At first I’m surprised that Freya, Kate and Michael want to do the interview together, but straight away their tight-knit family dynamic is apparent. They banter and tease amongst themselves, prompt one another and finish each other’s sentences. If one is struggling to get across what they think, the others helpfully chime in. “I think people are usually forced to produce plays in a short space of time because of funding,” Freya says. “So you end up working with new people and putting shows together really quickly. We were interested in ensemble theatre and that process of working over a long period of time and really getting to know each other.”

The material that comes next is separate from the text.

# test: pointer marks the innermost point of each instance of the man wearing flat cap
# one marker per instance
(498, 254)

Freya and Kate come from very different performance backgrounds: Kate was of the more traditional NIDA pedigree, while Freya’s roots are planted in circus (she has been clowning since the age of eight). The two of them met at physical theatre company Legs On The Wall, and bonded over a common interest in movement, acrobatics and European clowning.

If Freya and Kate are the skeleton of the show, then Pigott seems to be the glue holding it together. When Freya and Kate turned up to an audition at Belvoir Street in 2006 (Pigott’s show The Golden Ass), they were instantly struck by the organic way he worked. Even though they weren’t cast, they invited Pigott to view the initial stages of Once Under A Sky. “I thought they were so much fun and I’d love to spend time with the characters,” says Pigott, “so we got working.”

The characters May and August are polar opposites (a common dynamic in clowning) – or as Michael describes it, they are like the two parts of our brain. “August is the analytical part and May the imaginative. In the beginning of the play these women live by the sea and are made of the sea; they’re a part of their environment, but they are outsiders in terms of the community. When they go to the desert they become outsiders to the land and their environment. When that happens it can put you in an immense state of crisis and vulnerability.”

When I talk to the three, just a couple of weeks out from Once Under A Sky’s premiere at The Old Fitz, they say they are still in a constant state of flux, reworking and rewriting scenes. “We’ve got a good sense of honesty about calling things that don’t work. If the idea doesn’t sit with one of us then it’s probably not a good idea. We wait to find something that all of us get excited by.”

The end result is a multi-layered, motif-laden show that combines physical theatre, storytelling and absurdist elements, and invites audiences to use their imagination.

“We liked the idea of everything being simple so audiences can create with us,” says Kate. “They are almost like a third character, and that’s why everyone comes out with a different reading of it.” Pigott chimes in: “All you have to do is bring tools to get their imaginations firing and don’t spoonfeed them – then audiences can imagine their own world and get excited about working out what [the show] meant.”